Après être parvenu aux premiers grades militaires dans les armées de l’Autriche, le marquis Antoine-Othon de Botta-Adorno avait été nommé ambassadeur impérial en Prusse, et il se trouvait à la Cour de Berlin lorsque, à la mort de l’empereur Charles VI, la Silésie fut envahie par Frédéric II. « Tandis que le roi de Prusse, dit un historien de la maison d’Autriche, amusait la cour de Vienne par des protestations d’amitié, il rassembla, dans les environs de Berlin, un corps de troupes très-considérable, et sut, jusqu’à ce que son armée fût en pleine marche vers les frontières (décembre 1740), déguiser ses intentions au marquis de Botta, qui avait été envoyé pour les sonder. » Marie-Thérèse rappela le marquis de Berlin et l’envova, comme ambassadeur, à Pétersbourg. Il y fut témoin, le 6 décembre 1741, de la révolution par laquelle Elisabeth Petrovna, fille de Pierre Ier, renversa la domination de la régente, Anne de Brunswick, dont le fils Iwan, héritier désigné de la couronne, fut jeté dans une prison. Deux ans après, le marquis de Botta est accusé par la tzarine d’avoir intrigué pour exciter un soulèvement en faveur du prince de Brunswick-Bevern, père de l’infortuné Iwan. Le marquis, qui était revenu à Berlin après la conclusion du traité de Breslau (11 juin 1742), se plaça en quelque sorte sous la protection de Frédéric II. Il est difficile d’éclaircir cet épisode; bornons-nous, faute d’autres renseignements, à rapporter l’appréciation d’un contemporain, qui s’exprime en ces termes, dans une note manuscrite sur le marquis de Botta : « Dans ce temps-là on découvrit ou on crut découvrir en Russie une conjuration où il fut enveloppé. Cette affaire fit beaucoup d’éclat. Le marquis demanda et obtint son rappel à Vienne pour s’y justifier. Le roi de Prusse prit sa défense; les choses furent tirées au clair. Leministre d’une puissance étrangère avait abusé de son crédit pour brouiller les deux cours. Un autre ministre étranger lui rompit en visière et l’obligea à quitter la Russie peu honorablement. Cette cour s’apaisa, et la bonne intelligence fut rétablie. »
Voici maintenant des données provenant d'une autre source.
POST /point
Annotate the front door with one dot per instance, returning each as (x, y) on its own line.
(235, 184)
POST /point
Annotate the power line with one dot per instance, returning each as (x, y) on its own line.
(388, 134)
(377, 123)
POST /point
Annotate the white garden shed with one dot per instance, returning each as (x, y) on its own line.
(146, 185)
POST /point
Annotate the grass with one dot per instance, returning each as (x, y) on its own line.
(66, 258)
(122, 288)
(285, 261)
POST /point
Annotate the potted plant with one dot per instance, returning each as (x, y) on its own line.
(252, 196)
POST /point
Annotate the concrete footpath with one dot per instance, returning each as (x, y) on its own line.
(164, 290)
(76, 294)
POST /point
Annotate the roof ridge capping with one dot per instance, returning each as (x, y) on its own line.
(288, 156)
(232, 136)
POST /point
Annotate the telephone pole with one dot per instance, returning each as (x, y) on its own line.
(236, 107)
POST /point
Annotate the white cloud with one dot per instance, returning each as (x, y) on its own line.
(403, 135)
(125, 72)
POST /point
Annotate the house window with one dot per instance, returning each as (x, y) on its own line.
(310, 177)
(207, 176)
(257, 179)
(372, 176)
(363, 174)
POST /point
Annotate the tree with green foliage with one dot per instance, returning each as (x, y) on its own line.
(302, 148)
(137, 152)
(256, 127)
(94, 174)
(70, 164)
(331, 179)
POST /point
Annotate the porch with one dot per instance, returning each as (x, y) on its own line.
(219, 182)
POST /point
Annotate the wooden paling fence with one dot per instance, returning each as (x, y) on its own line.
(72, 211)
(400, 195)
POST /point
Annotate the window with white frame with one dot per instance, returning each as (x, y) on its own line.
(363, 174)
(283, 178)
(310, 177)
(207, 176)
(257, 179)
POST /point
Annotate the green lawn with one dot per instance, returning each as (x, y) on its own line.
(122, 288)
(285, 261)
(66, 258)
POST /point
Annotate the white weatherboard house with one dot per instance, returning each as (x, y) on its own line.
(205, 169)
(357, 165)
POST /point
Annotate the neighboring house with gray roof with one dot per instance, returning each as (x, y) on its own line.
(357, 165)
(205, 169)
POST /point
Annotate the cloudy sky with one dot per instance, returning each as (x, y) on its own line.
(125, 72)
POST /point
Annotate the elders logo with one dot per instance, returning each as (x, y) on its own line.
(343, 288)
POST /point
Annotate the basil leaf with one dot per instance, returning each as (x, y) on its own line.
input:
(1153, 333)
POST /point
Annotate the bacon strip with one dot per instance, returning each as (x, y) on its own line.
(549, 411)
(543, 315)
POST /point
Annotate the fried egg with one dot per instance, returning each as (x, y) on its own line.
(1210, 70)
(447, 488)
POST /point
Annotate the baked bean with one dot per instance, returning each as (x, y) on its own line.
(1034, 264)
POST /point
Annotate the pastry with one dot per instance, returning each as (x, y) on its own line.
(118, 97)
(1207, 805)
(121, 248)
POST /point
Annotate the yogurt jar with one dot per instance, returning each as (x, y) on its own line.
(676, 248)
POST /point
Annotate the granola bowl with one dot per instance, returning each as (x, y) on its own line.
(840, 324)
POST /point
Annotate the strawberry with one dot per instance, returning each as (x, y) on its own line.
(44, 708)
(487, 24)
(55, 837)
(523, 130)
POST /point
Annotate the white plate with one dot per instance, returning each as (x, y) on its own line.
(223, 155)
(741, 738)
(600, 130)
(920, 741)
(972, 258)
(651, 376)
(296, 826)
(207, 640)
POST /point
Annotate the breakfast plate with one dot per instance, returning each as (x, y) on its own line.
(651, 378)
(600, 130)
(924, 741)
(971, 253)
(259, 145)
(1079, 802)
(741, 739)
Marie-Thérèse, intéressée à menacer la tzarine, avait d’abord marqué un vif mécontentement au marquis de Botta : on assure même que, lors de son retour en Autriche, elle l’avait fait conduire au château de Spielberg. Il rentra en faveur et fut envoyé en Italie pour y servir sous les ordres du prince de Lichtenstein, qui tenait tête à l’armée combinée de France et d’Espagne. Le 16 juin 1746, le marquis de Botta se trouve à la sanglante bataille dans laquelle le prince de Lichtenstein, après une lutte de neuf heures, défait, près de Plaisance, l’armée des Français et Espagnols alliés; le 10 août suivant, remplaçant le prince de Lichtenstein malade, Botta leur fait essuyer une nouvelle défaite au-dessus du Tidone; le 5 septembre, il prend possession de Gênes, au nom de l’impératrice-reine, à la tête d’un corps de quinze mille hommes. Mais bientôt il exaspère le peuple en usant avec trop de rigueur du droit de la victoire; il provoque ainsi le soulèvement si célèbre dans les annales de l’Italie sous le nom de Révolution de Gênes (9 décembre 1746). « Un prince Doria, a la tête du peuple, dit Voltaire, attaque le marquis de Botta dans le faubourg de Saint-Pierre-des-Arènes; le général et ses neuf régiments se retirèrent en désordre. Ils laissèrent quatre mille prisonniers et près de mille morts, tous leurs magasins, tous leurs équipages et allèrent au poste de la Bocchetta, poursuivis sans cesse par de simples paysans, et forcés enfin d’abandonner ce poste et de fuir jusqu’à Gavi. » Marie-Thérèse, loin de témoigner aucun ressentiment au marquis de Botta, l’éleva, après la conclusion du traité d’Aix-la-Chapelle (18 octobre 1748), à l’un des postes les plus envies de la monarchie autrichienne.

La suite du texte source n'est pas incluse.